Di Italia terjadi pola yang sama, dengan pengguna menghabiskan lebih dari 10 persen lebih banyak waktu di aplikasi ponsel di seluruh kuartal pertama 2020.
Sementara itu, data dari Statcounter pada Maret 2020 menunjukkan bahwa perangkat seluler menyumbang lebih banyak lalu lintas situs web secara global dibandingkan dengan waktu yang sama tahun lalu.
Data terbaru ini juga mengungkapkan bahwa 52 persen permintaan halaman situsweb pada bulan Maret 2020 berasal dari ponsel, mewakili peningkatan relatif lebih dari 6 persen dibandingkan dengan 48,9 persen yang dilaporkan pada Maret 2019.
Secara kontras, akses lalu lintas situsweb dengan komputer turun dari 47 persen pada Maret 2019 menjadi 45,3 persen pada Maret 2020.
Namun kenaikan konsumsi dari aktivitas digital dan lalu lintas situs web secara global berimbas di banyak negara pada penurunan kecepatan unduhan rata-rata untuk koneksi internet lewat ponsel dan jaringan kabel yang terjadi antara Februari dan Maret 2020.
Imbas paling signifikan terlihat pada kenaikan drastis kunjungan pada situ sweb e-commerce. Data terbaru dari Alexa untuk peringkat situs web top dunia menunjukkan bahwa situs web e-commerce saat ini menempati 6 dari 20 tempat teratas.

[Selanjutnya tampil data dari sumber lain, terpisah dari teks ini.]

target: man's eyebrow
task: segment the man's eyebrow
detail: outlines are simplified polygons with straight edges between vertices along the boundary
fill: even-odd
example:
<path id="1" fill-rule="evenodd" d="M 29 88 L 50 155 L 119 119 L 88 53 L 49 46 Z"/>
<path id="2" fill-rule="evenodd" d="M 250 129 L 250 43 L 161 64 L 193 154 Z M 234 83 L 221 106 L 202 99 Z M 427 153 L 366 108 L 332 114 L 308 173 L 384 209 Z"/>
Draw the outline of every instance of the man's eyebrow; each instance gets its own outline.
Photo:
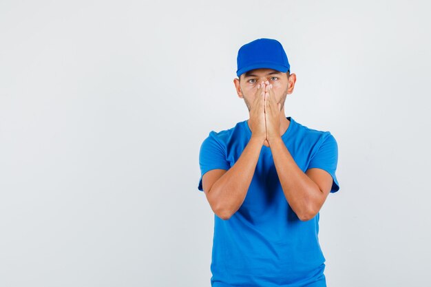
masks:
<path id="1" fill-rule="evenodd" d="M 274 74 L 281 74 L 281 72 L 270 72 L 269 73 L 266 74 L 266 76 L 269 75 L 273 75 Z M 253 74 L 250 74 L 250 72 L 246 72 L 245 74 L 244 75 L 244 78 L 249 77 L 249 76 L 257 76 L 257 75 L 255 75 Z"/>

Mengapa kenormalan baru berbeda dengan disrupsi, kata yang selama ini erat dikaitkan dengan kebangkitan industri teknologi digital 4.0?
Salah satu alasannya karena ada penurunan pemasukan pada bisnis digital yang bergerak di ride-hailing, pemesanan tiket transportasi, travel dan liburan, seiring dengan penerapan kebijakan PSBB dan lockdown. Namun data resmi dari perusahaan-perusahaan teknologi digital terkait belum bisa diperoleh dan disajikan.
Kontradiksi dan tantangan di Indonesia
Melihat ketergantungan kehidupan masyarakat selama masa pandemi Covid-19 pada teknologi digital dan tampak akan terus berlanjut pada kenormalan baru pasca krisis Covid-19, maka secara ideal dibutuhkan sejumlah kondisi yang menjamin hak-hak digital warga.
Dalam hal akses informasi, idealnya tersedia akses untuk semua. Yang dimaksud dengan akses untuk semua adalah setiap warga mampu mengakses dan menggunakan teknologi digital.
Namun faktanya di Indonesia, negara pengguna internet kelima tertinggi di dunia, menurut Survei APJII 2019 jumlah pengguna Internet mencapai sekitar 171,17 juta atau 64,8 persen dari total populasi Indonesia sebanyak 264 juta jiwa penduduk.
Sisanya adalah warga Indonesia yang tidak memiliki akses informasi terhadap teknologi digital. Data Kemkominfo 2018 menunjukkan bahwa pengguna Internet Indonesia (72,41 persen) berada di daerah perkotaan.
Warga di Pulau Jawa terpapar internet 57,70 persen, sedangkan yang terendah, Bali-Nusa 5,63 persen dan Maluku-Papua 2,49 persen.
Menilik dari kualitas jaringan 4G yang tersedia, juga terlihat ada ketimpangan yang cukup merisaukan. Temuan dari OpenSignal, perusahaan swasta yang khusus memetakan cakupan nirkabel secara global, menunjukkan ada kesenjangan konektivitas antara wilayah perkotaan yang padat penduduknya dengan daerah pedesaan berpenduduk jarang.
OpenSignal menggunakan data sensus dari Badan Pusat Statistik (BPS) untuk mengklasifikasikan kabupaten dan kota ke dalam lima kategori berbeda, berdasarkan kepadatan penduduk.
Kategori pertama satu hingga 50 orang per kilometer persegi. Kategori kedua, 50-100 orang per kilometer persegi. Kategori ketiga, 100-300 orang per kilomter persegi. Kategori keempat, 300-1.000 orang per kilometer persegi. Terakhir, lebih dari 1.000 orang per kilometer persegi.
OpenSignal menemukan bahwa sementara pengguna di daerah berpenduduk padat (kategori kelima) dapat terhubung ke layanan 4G hingga 89,7 persen dari waktu, pengguna di daerah berpenduduk paling jarang (kategori pertama) dapat terhubung ke sinyal 4G hanya 76 persen dari waktu – selisih 13 persen.